Although limited, these clinical data have revealed many important obstacles as well as encouraging challenges that must be overcome for successful human application in the future. Perhaps engineering bacteria to specifically target tumors or the use of combinations of bacteria-based approaches and other immunotherapies in conjunction with advanced diagnostic approaches will enable better intratumoral bacterial colonization and enhance the resulting therapeutic outcomes.

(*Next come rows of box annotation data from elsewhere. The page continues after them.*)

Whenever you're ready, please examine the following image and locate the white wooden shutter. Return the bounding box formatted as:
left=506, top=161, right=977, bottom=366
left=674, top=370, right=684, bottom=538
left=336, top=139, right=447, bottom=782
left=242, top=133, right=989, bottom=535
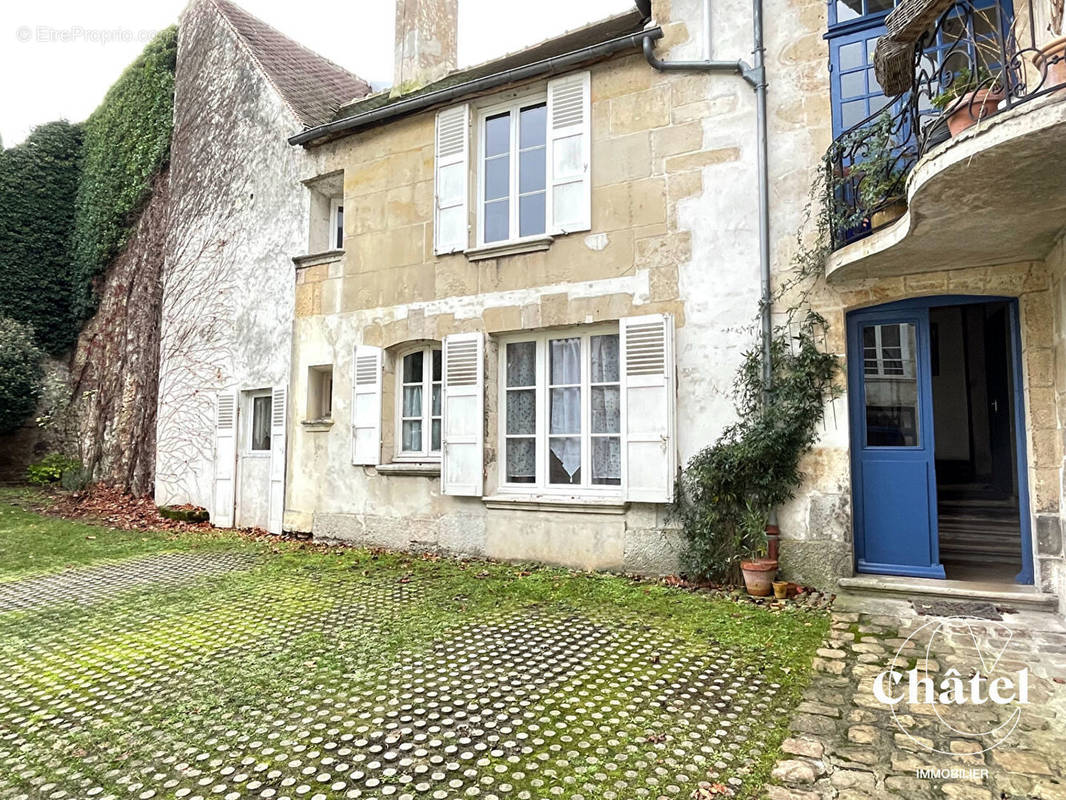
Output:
left=433, top=106, right=470, bottom=254
left=352, top=345, right=382, bottom=466
left=619, top=314, right=677, bottom=502
left=267, top=386, right=289, bottom=533
left=440, top=333, right=485, bottom=497
left=211, top=391, right=237, bottom=528
left=547, top=73, right=592, bottom=234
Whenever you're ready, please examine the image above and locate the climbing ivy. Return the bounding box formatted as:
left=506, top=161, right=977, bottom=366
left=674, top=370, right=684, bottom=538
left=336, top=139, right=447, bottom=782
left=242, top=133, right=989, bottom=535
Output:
left=71, top=27, right=177, bottom=320
left=0, top=122, right=81, bottom=353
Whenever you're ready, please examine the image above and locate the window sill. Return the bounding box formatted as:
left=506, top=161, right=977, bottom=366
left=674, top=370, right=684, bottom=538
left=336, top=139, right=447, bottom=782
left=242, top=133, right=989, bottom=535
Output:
left=482, top=495, right=629, bottom=514
left=292, top=250, right=344, bottom=267
left=463, top=236, right=555, bottom=261
left=375, top=461, right=440, bottom=478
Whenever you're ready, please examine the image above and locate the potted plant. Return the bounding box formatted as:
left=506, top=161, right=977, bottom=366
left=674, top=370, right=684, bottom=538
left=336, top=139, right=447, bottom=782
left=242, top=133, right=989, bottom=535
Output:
left=739, top=501, right=777, bottom=597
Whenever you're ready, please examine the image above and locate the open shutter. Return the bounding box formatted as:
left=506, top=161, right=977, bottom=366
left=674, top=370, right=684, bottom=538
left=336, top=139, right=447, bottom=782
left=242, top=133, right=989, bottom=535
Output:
left=440, top=333, right=485, bottom=497
left=619, top=314, right=677, bottom=502
left=433, top=106, right=470, bottom=255
left=352, top=345, right=382, bottom=466
left=211, top=391, right=237, bottom=528
left=548, top=73, right=592, bottom=234
left=267, top=386, right=289, bottom=533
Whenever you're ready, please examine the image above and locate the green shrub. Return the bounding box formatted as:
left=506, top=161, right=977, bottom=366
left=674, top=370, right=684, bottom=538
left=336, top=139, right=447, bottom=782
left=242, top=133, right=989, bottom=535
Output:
left=0, top=122, right=81, bottom=354
left=26, top=452, right=82, bottom=486
left=0, top=315, right=44, bottom=434
left=72, top=27, right=178, bottom=319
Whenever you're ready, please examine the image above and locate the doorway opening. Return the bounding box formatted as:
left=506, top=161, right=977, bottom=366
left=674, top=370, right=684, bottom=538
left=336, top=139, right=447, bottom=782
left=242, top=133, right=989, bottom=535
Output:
left=930, top=301, right=1022, bottom=582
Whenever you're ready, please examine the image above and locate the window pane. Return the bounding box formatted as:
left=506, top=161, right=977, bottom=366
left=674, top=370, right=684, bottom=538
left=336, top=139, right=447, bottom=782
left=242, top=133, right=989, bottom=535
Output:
left=507, top=438, right=536, bottom=483
left=485, top=199, right=511, bottom=242
left=593, top=436, right=621, bottom=486
left=403, top=386, right=422, bottom=417
left=548, top=339, right=581, bottom=386
left=485, top=156, right=511, bottom=199
left=403, top=351, right=422, bottom=383
left=401, top=419, right=422, bottom=452
left=485, top=112, right=511, bottom=156
left=518, top=105, right=548, bottom=149
left=518, top=192, right=545, bottom=236
left=548, top=437, right=581, bottom=484
left=551, top=182, right=585, bottom=228
left=548, top=386, right=581, bottom=433
left=862, top=323, right=919, bottom=447
left=551, top=137, right=585, bottom=178
left=252, top=396, right=273, bottom=450
left=518, top=147, right=547, bottom=194
left=588, top=334, right=618, bottom=383
left=507, top=341, right=536, bottom=386
left=592, top=386, right=621, bottom=433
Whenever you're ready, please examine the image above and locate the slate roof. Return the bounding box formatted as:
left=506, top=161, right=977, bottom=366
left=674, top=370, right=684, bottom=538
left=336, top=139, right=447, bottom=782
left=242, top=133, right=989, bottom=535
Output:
left=210, top=0, right=370, bottom=128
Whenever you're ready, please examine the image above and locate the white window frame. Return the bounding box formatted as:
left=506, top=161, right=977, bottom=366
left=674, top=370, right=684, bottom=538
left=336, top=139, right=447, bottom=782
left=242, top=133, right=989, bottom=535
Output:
left=471, top=90, right=551, bottom=247
left=392, top=343, right=445, bottom=463
left=497, top=322, right=626, bottom=499
left=244, top=389, right=274, bottom=459
left=326, top=197, right=344, bottom=250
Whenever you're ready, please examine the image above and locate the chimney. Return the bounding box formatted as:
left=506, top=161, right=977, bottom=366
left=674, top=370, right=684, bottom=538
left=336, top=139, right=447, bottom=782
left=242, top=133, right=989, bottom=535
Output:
left=392, top=0, right=459, bottom=94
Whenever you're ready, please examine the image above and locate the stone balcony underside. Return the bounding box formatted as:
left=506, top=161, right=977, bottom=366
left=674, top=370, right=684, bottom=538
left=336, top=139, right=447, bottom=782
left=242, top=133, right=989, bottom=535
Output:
left=826, top=94, right=1066, bottom=283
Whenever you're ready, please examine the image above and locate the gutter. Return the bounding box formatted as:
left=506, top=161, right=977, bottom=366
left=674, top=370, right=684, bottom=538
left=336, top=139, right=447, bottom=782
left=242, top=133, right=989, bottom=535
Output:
left=643, top=0, right=773, bottom=402
left=289, top=27, right=663, bottom=146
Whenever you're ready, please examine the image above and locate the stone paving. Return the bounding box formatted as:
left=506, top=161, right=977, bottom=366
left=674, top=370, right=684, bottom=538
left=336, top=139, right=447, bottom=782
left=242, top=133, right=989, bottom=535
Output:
left=766, top=597, right=1066, bottom=800
left=0, top=559, right=779, bottom=800
left=0, top=553, right=255, bottom=612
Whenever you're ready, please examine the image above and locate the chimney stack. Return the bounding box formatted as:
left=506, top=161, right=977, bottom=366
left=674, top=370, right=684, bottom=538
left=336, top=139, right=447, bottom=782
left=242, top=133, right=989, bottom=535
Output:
left=392, top=0, right=459, bottom=93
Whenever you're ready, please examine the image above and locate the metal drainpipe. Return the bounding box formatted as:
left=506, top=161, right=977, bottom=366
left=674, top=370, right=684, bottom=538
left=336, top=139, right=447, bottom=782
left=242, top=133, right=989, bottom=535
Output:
left=644, top=0, right=773, bottom=400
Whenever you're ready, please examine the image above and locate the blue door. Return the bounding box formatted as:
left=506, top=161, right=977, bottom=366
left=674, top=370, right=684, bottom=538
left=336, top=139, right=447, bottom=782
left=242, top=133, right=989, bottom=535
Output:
left=847, top=307, right=944, bottom=578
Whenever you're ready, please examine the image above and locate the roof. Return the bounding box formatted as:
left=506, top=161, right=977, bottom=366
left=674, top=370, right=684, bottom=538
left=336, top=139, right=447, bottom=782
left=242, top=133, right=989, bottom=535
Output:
left=209, top=0, right=370, bottom=128
left=334, top=7, right=646, bottom=129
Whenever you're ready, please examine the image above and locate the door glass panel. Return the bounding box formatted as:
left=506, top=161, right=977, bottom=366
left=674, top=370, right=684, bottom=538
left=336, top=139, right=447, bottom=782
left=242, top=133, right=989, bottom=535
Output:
left=862, top=322, right=920, bottom=447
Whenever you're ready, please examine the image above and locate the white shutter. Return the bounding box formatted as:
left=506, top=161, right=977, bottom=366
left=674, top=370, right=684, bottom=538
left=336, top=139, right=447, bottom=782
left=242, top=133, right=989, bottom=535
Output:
left=433, top=106, right=470, bottom=255
left=211, top=391, right=237, bottom=528
left=548, top=73, right=592, bottom=234
left=618, top=314, right=677, bottom=502
left=352, top=345, right=382, bottom=466
left=440, top=333, right=485, bottom=497
left=267, top=386, right=289, bottom=533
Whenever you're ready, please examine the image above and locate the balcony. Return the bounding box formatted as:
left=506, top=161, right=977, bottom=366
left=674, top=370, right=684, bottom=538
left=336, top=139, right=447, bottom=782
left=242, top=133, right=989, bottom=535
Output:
left=824, top=0, right=1066, bottom=282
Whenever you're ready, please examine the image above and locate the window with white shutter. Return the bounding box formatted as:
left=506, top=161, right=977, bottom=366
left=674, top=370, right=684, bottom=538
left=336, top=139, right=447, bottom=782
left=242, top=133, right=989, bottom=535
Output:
left=211, top=391, right=237, bottom=528
left=352, top=345, right=382, bottom=466
left=267, top=386, right=289, bottom=533
left=440, top=333, right=485, bottom=497
left=619, top=314, right=677, bottom=502
left=434, top=106, right=470, bottom=255
left=548, top=73, right=592, bottom=234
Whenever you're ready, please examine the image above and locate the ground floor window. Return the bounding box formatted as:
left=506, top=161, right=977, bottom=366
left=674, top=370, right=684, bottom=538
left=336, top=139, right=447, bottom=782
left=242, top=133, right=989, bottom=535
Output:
left=500, top=326, right=621, bottom=491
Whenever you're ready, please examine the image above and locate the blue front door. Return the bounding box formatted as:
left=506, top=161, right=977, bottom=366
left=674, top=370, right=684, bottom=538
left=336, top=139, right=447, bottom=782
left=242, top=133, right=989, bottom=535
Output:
left=847, top=307, right=944, bottom=578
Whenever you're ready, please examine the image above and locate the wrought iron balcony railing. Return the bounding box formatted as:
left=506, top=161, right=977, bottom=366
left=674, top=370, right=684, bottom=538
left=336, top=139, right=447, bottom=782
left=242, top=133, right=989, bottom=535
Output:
left=825, top=0, right=1066, bottom=250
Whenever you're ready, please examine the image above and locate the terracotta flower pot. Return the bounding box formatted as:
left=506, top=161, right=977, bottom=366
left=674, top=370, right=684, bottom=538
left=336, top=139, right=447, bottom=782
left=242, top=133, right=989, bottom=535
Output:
left=948, top=89, right=1003, bottom=137
left=740, top=558, right=777, bottom=597
left=1033, top=36, right=1066, bottom=90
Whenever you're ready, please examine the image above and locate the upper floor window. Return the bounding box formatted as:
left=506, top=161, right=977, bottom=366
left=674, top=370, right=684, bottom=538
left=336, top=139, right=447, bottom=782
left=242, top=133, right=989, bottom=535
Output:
left=434, top=73, right=592, bottom=254
left=397, top=346, right=442, bottom=459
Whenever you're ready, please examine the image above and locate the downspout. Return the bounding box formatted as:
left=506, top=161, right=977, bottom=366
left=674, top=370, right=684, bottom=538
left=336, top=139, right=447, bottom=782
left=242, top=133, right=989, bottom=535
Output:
left=637, top=0, right=773, bottom=401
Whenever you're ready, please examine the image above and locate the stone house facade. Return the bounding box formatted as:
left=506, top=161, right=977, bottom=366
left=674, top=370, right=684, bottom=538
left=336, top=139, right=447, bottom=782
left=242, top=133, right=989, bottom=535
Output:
left=160, top=0, right=1066, bottom=604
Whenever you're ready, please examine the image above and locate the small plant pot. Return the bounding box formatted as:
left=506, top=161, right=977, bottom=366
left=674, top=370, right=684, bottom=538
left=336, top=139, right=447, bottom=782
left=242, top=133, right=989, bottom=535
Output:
left=740, top=558, right=777, bottom=597
left=1033, top=36, right=1066, bottom=90
left=870, top=198, right=907, bottom=230
left=948, top=89, right=1003, bottom=137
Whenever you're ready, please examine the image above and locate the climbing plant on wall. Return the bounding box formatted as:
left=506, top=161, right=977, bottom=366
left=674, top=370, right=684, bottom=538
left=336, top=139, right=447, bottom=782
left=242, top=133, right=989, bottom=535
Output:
left=71, top=27, right=177, bottom=320
left=0, top=122, right=81, bottom=353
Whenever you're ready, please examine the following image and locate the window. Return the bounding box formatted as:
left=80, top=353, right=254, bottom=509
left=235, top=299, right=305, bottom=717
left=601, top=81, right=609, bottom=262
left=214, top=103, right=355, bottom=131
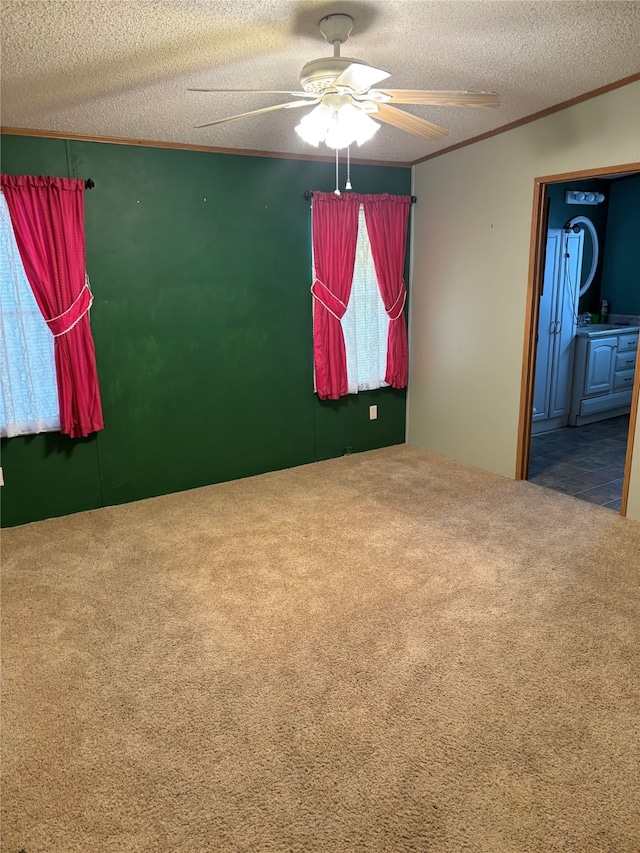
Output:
left=342, top=205, right=389, bottom=394
left=313, top=205, right=389, bottom=394
left=0, top=193, right=60, bottom=436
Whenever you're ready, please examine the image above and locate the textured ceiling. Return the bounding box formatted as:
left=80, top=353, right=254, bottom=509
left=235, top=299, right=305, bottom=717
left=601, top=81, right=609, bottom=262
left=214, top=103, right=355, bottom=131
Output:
left=0, top=0, right=640, bottom=162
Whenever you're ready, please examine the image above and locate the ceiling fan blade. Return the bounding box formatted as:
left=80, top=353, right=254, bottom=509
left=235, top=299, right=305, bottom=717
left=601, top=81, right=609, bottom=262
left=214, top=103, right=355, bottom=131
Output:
left=187, top=89, right=309, bottom=98
left=370, top=89, right=500, bottom=107
left=370, top=104, right=450, bottom=142
left=195, top=98, right=320, bottom=128
left=333, top=62, right=391, bottom=92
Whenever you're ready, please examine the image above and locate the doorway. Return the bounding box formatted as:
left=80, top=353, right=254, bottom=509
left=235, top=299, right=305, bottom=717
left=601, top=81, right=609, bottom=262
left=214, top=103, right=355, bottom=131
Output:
left=516, top=163, right=640, bottom=515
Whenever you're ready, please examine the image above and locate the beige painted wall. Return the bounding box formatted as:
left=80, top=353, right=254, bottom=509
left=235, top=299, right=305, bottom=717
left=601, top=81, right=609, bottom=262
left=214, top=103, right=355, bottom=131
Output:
left=407, top=82, right=640, bottom=520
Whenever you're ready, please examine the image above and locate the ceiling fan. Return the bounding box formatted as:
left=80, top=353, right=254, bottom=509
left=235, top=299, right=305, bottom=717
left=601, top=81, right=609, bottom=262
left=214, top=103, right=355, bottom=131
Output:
left=189, top=14, right=500, bottom=149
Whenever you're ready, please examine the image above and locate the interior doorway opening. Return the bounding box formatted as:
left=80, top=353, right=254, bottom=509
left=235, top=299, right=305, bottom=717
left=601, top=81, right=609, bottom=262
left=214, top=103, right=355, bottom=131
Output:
left=516, top=163, right=640, bottom=515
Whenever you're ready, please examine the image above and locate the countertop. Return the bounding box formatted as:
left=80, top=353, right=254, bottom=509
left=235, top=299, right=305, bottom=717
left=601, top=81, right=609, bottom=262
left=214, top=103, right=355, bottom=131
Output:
left=576, top=323, right=640, bottom=338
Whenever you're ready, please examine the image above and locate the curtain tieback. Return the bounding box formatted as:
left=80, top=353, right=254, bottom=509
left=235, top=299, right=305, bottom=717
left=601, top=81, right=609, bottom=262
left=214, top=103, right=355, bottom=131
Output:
left=387, top=279, right=407, bottom=320
left=311, top=278, right=347, bottom=320
left=46, top=277, right=93, bottom=338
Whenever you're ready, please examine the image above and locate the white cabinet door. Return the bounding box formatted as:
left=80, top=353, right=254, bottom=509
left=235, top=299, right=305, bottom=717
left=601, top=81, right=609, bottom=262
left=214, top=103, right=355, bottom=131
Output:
left=584, top=338, right=618, bottom=395
left=533, top=228, right=584, bottom=428
left=550, top=230, right=584, bottom=418
left=533, top=231, right=561, bottom=421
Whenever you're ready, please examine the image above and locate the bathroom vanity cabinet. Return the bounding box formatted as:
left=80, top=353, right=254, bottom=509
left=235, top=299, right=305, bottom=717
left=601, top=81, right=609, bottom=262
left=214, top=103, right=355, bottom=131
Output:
left=569, top=326, right=640, bottom=426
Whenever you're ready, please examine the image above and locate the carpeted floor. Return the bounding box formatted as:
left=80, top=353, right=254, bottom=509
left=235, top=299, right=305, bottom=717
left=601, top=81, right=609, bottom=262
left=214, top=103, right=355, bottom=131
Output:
left=2, top=446, right=640, bottom=853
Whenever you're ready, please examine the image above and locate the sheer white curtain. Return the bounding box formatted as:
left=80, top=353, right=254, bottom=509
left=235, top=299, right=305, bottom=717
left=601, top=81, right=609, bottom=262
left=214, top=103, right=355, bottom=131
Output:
left=342, top=205, right=389, bottom=394
left=0, top=193, right=60, bottom=436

Conclusions and future perspectives

Tumor-targeting bacteria possess unique features, including tumor selectivity and unlimited gene packaging capability, that make them ideal vehicles for delivering therapeutic payloads in a cancer-specific manner. This unlimited gene packaging capability not only allows the expression of large or multiple target genes but also supports engineering signaling networks that can enable bacteria to perform sophisticated tasks in cancer treatment. Despite the great therapeutic potential of engineered tumor-targeting bacteria, successful cancer therapy will likely require combinatorial approaches, as cancer heterogeneity (at both the molecular and histologic levels) makes it very difficult to achieve a cure with single anticancer agents. In addition to chemotherapy and radiotherapy, whose anticancer effects can be synergistic with those of bacteria, intratumoral bacterial infection is attractive as an amendment to other immunotherapeutic approaches. For example, some natural or engineered bacterial strains can induce a tumor-specific T-cell response in TMEs or lymphoid tissue via activation of multiple TLR pathways, induction of bacteria-specific CD4+ T cells, and generation of proinflammatory TMEs. This approach may have unique characteristics that enable the bacteria to induce TLR-mediated CD8+ and CD4+ T-cell infiltration of poorly infiltrated tumors, thereby leading to a synergistic effect with ICB treatment. More-sophisticated engineering of tumor-targeting bacteria may allow stronger tumor sensing, finer tuning of drug production, and improved control of bacterial toxicity and genetic instability. Clinical studies with such “smart” bacteria will hopefully establish this approach as another powerful weapon in the arsenal in our fight against cancer in the near future.